Italy – In February 2019, Italian Football Federation (FIGC) President Gabriele Gravina told Sky Sport Italia that the federation was considering a bid. The bid was further promoted by Gravina himself in July 2021, following Italy's final victory at UEFA Euro 2020. In February 2022, the FIGC announced that they would withdraw their original bid for Euro 2028 to focus on the 2032 edition, as it would allow more time to invest on stadiums and facilities. On 17 November 2022, the FIGC presented their preliminary bid dossier for Euro 2032, revealing a shortlist of eleven cities involved in the organization (Milan, Turin, Verona, Genoa, Bologna, Florence, Rome, Naples, Bari, Cagliari and Palermo). In April 2023, the FIGC submitted their final bid dossier to UEFA, confirming the direct involvement of all the aforementioned cities, except for Palermo.
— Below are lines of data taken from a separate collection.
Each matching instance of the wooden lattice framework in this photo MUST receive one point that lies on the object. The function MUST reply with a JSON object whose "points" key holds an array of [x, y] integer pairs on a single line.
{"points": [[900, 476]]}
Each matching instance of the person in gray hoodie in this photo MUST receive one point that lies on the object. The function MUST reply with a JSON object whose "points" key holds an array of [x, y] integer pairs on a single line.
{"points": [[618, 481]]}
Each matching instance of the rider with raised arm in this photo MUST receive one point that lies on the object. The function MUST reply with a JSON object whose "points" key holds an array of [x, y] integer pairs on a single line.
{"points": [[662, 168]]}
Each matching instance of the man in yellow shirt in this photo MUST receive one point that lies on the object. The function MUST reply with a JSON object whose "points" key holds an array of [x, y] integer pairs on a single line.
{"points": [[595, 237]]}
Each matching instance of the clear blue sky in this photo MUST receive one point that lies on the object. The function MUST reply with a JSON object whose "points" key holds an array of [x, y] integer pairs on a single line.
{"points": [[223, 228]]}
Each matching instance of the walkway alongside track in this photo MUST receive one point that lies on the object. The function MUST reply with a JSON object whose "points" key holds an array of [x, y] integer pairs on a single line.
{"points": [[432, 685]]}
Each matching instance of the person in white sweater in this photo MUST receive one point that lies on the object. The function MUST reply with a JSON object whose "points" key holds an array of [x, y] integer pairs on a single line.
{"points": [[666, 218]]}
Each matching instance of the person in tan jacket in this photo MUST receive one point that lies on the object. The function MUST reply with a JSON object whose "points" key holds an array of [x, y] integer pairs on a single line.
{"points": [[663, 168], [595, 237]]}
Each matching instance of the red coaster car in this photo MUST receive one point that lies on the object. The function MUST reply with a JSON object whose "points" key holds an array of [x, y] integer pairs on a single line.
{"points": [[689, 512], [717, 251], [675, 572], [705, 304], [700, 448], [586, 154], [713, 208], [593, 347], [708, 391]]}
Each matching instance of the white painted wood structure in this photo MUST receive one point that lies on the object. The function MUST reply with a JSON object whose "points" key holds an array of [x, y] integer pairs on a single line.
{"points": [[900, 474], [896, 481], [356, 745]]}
- Milan – San Siro, capacity 75,817
- Turin – Juventus Stadium, capacity 41,507
- Verona – Stadio Marcantonio Bentegodi, capacity 39,371 (to be renovated)
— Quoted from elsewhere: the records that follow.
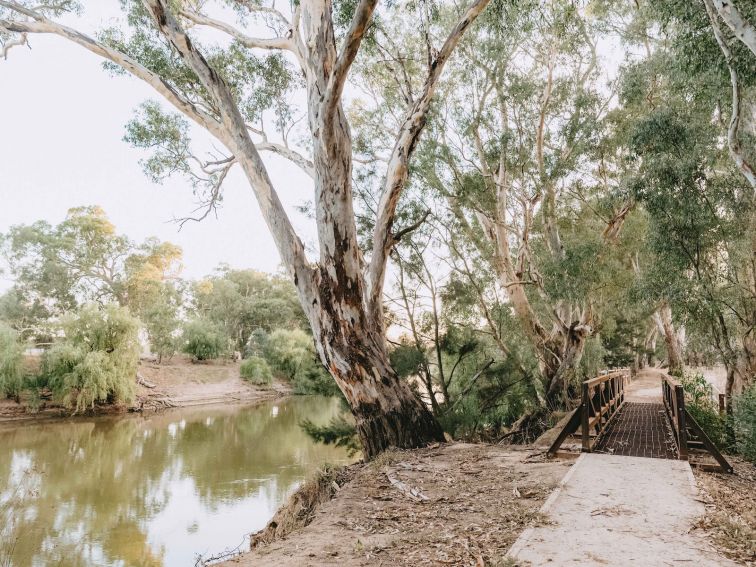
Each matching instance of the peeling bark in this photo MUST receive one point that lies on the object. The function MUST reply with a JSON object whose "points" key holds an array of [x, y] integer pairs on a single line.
{"points": [[663, 318], [342, 300], [743, 30]]}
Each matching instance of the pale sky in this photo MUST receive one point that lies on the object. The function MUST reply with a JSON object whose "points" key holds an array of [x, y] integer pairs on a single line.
{"points": [[62, 120]]}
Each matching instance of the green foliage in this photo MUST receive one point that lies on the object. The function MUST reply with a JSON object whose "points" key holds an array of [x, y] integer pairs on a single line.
{"points": [[700, 403], [339, 432], [161, 321], [744, 423], [204, 340], [97, 360], [406, 360], [256, 371], [11, 362], [82, 259], [291, 354], [245, 301]]}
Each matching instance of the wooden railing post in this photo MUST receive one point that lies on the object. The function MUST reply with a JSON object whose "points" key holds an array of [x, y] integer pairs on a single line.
{"points": [[682, 432], [586, 435]]}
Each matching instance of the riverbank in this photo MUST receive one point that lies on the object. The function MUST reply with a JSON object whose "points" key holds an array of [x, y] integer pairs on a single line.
{"points": [[178, 383], [466, 505], [455, 504]]}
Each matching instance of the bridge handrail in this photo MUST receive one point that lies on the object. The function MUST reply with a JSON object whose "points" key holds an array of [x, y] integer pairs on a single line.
{"points": [[673, 396], [602, 398]]}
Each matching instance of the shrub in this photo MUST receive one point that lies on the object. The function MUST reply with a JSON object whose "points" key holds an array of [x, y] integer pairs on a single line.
{"points": [[11, 359], [291, 354], [256, 370], [97, 360], [161, 323], [744, 423], [700, 403], [204, 340]]}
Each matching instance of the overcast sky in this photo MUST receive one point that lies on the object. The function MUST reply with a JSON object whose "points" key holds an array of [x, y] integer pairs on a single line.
{"points": [[62, 122]]}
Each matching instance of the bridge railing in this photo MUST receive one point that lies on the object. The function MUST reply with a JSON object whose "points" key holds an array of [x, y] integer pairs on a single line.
{"points": [[602, 398], [674, 404]]}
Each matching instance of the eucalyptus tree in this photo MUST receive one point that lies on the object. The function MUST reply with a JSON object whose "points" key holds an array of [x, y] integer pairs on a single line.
{"points": [[515, 155], [224, 90], [696, 191]]}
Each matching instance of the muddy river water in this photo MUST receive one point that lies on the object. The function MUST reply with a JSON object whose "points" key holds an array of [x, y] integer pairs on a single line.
{"points": [[152, 491]]}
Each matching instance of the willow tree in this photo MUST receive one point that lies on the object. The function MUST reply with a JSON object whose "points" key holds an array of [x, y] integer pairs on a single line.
{"points": [[223, 91]]}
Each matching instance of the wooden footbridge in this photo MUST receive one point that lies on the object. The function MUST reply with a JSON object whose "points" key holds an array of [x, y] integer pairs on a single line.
{"points": [[639, 417]]}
- Genoa – Stadio Luigi Ferraris, capacity 36,205 (to be renovated)
- Bologna – Stadio Renato Dall'Ara, capacity 38,279 (to be renovated)
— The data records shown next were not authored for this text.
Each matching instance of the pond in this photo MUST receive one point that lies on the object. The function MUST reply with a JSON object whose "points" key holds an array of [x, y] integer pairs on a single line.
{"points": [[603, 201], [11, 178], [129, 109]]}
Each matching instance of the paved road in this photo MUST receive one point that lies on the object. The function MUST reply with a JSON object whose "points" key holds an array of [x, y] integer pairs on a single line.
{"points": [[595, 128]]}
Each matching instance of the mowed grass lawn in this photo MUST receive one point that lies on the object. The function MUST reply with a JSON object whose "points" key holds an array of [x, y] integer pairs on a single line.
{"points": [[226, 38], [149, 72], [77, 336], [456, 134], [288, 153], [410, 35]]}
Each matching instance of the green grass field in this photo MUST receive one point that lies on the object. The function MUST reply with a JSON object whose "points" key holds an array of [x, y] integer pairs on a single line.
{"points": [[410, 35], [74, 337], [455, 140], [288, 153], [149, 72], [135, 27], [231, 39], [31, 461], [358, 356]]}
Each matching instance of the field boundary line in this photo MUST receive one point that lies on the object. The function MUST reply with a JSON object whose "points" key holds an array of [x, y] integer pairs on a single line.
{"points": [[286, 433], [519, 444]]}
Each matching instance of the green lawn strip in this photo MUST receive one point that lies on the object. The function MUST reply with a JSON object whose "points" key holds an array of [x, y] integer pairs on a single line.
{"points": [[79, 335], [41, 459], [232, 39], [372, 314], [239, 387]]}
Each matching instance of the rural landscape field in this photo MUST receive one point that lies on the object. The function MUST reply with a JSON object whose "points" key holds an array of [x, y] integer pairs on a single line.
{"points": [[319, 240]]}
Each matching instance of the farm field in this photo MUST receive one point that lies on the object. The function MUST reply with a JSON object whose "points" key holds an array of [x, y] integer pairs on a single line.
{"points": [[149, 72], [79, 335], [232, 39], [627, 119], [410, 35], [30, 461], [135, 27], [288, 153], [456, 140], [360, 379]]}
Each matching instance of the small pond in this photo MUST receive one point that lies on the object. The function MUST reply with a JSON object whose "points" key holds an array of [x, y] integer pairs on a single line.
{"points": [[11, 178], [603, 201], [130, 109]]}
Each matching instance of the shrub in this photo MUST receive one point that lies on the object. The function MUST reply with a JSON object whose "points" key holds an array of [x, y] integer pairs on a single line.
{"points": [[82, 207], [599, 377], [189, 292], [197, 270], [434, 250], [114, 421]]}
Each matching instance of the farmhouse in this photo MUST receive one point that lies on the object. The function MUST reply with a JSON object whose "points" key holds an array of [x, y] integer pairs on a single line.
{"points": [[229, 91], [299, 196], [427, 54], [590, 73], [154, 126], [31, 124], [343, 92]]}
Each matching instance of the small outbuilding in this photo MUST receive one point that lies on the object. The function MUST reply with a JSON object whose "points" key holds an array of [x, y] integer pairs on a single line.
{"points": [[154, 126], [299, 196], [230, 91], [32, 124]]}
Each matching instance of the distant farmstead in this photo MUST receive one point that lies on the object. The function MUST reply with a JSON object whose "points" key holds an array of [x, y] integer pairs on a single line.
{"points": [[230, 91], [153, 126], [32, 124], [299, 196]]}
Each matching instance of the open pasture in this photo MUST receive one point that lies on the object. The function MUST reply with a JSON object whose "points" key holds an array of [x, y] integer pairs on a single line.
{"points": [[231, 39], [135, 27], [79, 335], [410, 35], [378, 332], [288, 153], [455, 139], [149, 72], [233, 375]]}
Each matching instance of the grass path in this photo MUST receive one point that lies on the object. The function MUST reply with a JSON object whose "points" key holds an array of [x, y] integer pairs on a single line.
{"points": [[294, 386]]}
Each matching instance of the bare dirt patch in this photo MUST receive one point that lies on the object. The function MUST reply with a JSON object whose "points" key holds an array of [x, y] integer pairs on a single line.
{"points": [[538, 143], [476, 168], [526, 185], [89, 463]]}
- Florence – Stadio Artemio Franchi, capacity 43,147 (to be renovated)
- Rome – Stadio Olimpico, capacity 70,634
- Naples – Stadio Diego Armando Maradona, capacity 54,726 (to be renovated)
- Bari – Stadio San Nicola, capacity 58,270 (to be renovated)
- Cagliari – Unipol Domus, capacity 25,000, expandable to 30,000 (new stadium)

Turkey – On 15 August 2019, the Turkish Football Federation (TFF) announced that Turkey will bid to host Euro 2032. The Federation confirmed the submission of its application on 23 March 2022. Turkey's bid is the seventh consecutive bid of the country, having bid in 2008, 2012, 2016, 2020, 2024 and 2028. On 12 April 2023, TFF revealed a list 10 stadiums for this bid:
- Istanbul – Atatürk Olympic Stadium, capacity 74,753
- Istanbul – Rams Park, capacity 53,611
- Istanbul – Ülker Stadium, capacity 47,834
- Ankara – New Ankara 19 Mayıs Stadium, capacity 45,000
- Bursa – Sütaş Timsah Park, capacity 43,331
- Konya – Medaş Konya Büyükşehir Stadyumu, capacity 42,000
- Trabzon – Şenol Güneş Sports Complex, capacity 40,782
- Antalya – Corendon Airlines Park, capacity 32,537
- Eskişehir – Atatürk Stadium, capacity 32,500
- Gaziantep – Kalyon Stadium, capacity 33,502

====Italy and Turkey joint bid====
On 28 July 2023, UEFA announced that the FIGC and the TFF had requested to merge their bids into one joint bid to host UEFA EURO 2032. The new bid was subject to further examinations to determine whether it was ready to get submitted to the UEFA Executive Committee at the meeting scheduled on 10 October, where the appointments for 2028 and 2032 were set to be made.

===Ineligible bids===
- Russia – On 12 June 2021, Alexej Sorokin, the organizing committee director of Euro 2020 host Saint Petersburg, proposed an application from Russia for Euro 2028 or 2032. This was reaffirmed on 23 March 2022, the deadline for bids. On 2 May 2022, UEFA declared their bids for 2028 and 2032 as ineligible due to the 2022 Russian invasion of Ukraine, citing that it breaches article 16.2 of the Bid Regulations, which state "each bidder shall ensure that it does not act in a manner that could bring UEFA, any other bidder, the bidding procedure or European football into disrepute".